Bernanke warns steep budget cuts could slow growth

WASHINGTON: Federal Reserve Chairman Ben Bernanke said yesterday that the US economy still needs the Fed’s stimulus, and warned that looming steep budget cuts could further slow growth.
Stressing that high unemployment remains the key challenge to the economy, Bernanke told a Senate panel that the central bank’s extraordinary $ 85 billion a month bond-purchase program, aimed at holding down long-term interest rates and encouraging investment, was still merited.
The risks of the program — igniting inflation, and spurring a new round of dangerously risky behavior in the financial industry — were being monitored closely and were not significant enough yet to curtail stimulus, he said.
“Highly accommodative monetary policy also has several potential costs and risks,” he said in prepared remarks.
But the Federal Open Market Committee, the Fed policy board, “remains confident that it has the tools necessary to tighten monetary policy when the time comes to do so.”
Bernanke said the $ 85 billion a month quantitative-easing program, known as QE3, was “providing important support to the recovery” while keeping inflation at bay.

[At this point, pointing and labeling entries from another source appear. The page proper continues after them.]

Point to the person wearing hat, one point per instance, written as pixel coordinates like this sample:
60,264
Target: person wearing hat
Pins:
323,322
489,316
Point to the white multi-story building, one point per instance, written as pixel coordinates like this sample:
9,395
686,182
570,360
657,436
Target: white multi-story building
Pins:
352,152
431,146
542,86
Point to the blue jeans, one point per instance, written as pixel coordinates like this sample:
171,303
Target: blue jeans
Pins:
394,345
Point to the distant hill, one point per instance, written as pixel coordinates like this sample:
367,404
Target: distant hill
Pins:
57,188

The program has boosted the housing market and the production and sales of automobiles and other durable goods, and stimulated the jobs market, he argued.
But with the national jobless rate still at 7.9 percent, Bernanke said, “the job market remains generally weak, with the unemployment rate well above its longer-run normal level.”

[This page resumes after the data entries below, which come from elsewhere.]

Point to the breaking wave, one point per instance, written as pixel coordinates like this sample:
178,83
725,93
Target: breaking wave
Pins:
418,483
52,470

“High unemployment has substantial costs, including not only the hardship faced by the unemployed and their families, but also the harm done to the vitality and productive potential of our economy as a whole.”

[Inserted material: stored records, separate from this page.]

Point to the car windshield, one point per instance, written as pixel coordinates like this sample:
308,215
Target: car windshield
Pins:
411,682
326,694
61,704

That harm, he stressed, included reduced government revenues and higher spending, adding to the country’s deficit and debt.
He said the Fed was keeping a close eye on signs of risky behavior arising in the financial system due to the prolonged low interest-rate environment, a worry that was expressed in January by some members of the Federal Open Market Committee, the Fed’s policy board.
However, he said, “to this point we do not see the potential costs of increased risk-taking in some financial markets as outweighing the benefits of promoting a stronger economic recovery and more job creation.”
Bernanke said economic growth remained uneven and could be further hurt by the government’s steep budget cuts, or sequester, slated to take effect Friday if politicians cannot craft a more moderate compromise.
“The Congress and the administration should consider replacing the sharp, front-loaded spending cuts required by the sequestration with policies that reduce the federal deficit more gradually,” he said in prepared remarks.
Bernanke cited data from the Congressional Budget Office projecting that the cuts, to be implemented over the remaining seven months of the fiscal year if no moderate substitute program is agreed, would reduce potential economic growth by 0.6 percent.
“Given the still-moderate underlying pace of economic growth, this additional near-term burden on the recovery is significant.”
Bernanke sought to put a halt to speculation that the Fed could curtail the QE3 bond purchases this year, even before targets for cutting unemployment were achieved.
The minutes of the FOMC’s January meeting showed some members worried about losing control of monetary policy if the high level of bond purchases continued.
Some FOMC members argued that the Fed could be headed toward a dangerous situation where, when it does decide to reel in the program, the move would have little impact on the markets and inflation could run out of control.
“Many participants... expressed some concerns about potential costs and risks arising from further asset purchases,” the minutes said.
But others on the panel insisted that QE3 remain in place until there was substantial progress in reducing joblessness.